Eric Lapp—founder and CEO of Raleigh House Treatment Center in Denver, Colorado—knows what it's like to hit rock bottom, having been hooked on meth, cocaine, alcohol and Oxy for years. “I had been in and out of rehab 14 times, lost everything I had, and watched my weight drop from 190 to 135 pounds,” he tells The Fix. “I was depressed and suicidal, but I still couldn’t stop taking drugs.” Lapp is now four years sober—and he believes he owes it to amino acid therapy. “My withdrawals were reduced by 80-90%,” he says. “That was the turning point for me. I finally felt good—without drugs—and have been sober ever since.”

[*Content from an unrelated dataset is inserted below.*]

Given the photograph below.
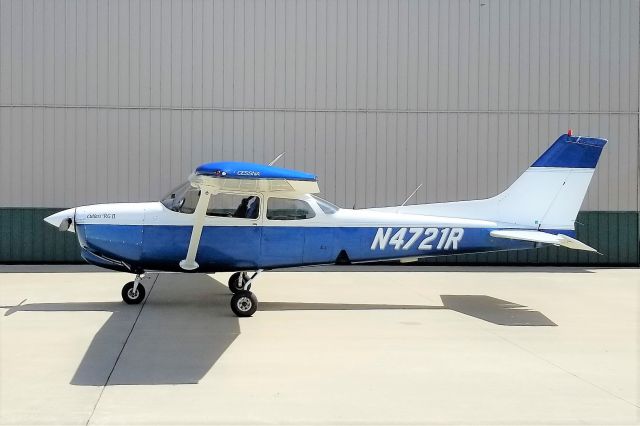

This relatively new form of addiction treatment, which comes in the form of powders that are made into drinks, is being used by a growing number of rehabs—including, of course, Raleigh House. “We use targeted amino acids,” says Lapp, who claims, “We are seeing people on day three and four of withdrawal and feeling great!” The idea behind using amino acids, the body's "building blocks," is that they're responsible for keeping the chemistry in our brain balanced; drugs changes the chemistry in the brain—so using supplements such as L-Tyrosine is meant to help create new neurotransmitters in the brain and redress this imbalance. Lapp says his facility steers clear of maintenance drugs like suboxone and methadone. “You have to remove the drug in its entirety,” he says. “If not that behavior is still there, and there is still that drug-seeking mentality.” In addition to starting his own treatment center, Lapp and his team have developed a recovery supplement called ModeraXL, which contains an amino acid blend to promote healthy brain function. “Using amino acid therapy to treat addiction, in my opinion, is the closest thing to a cure for addiction,” he says. “It makes everything else fall into place a little bit easier.”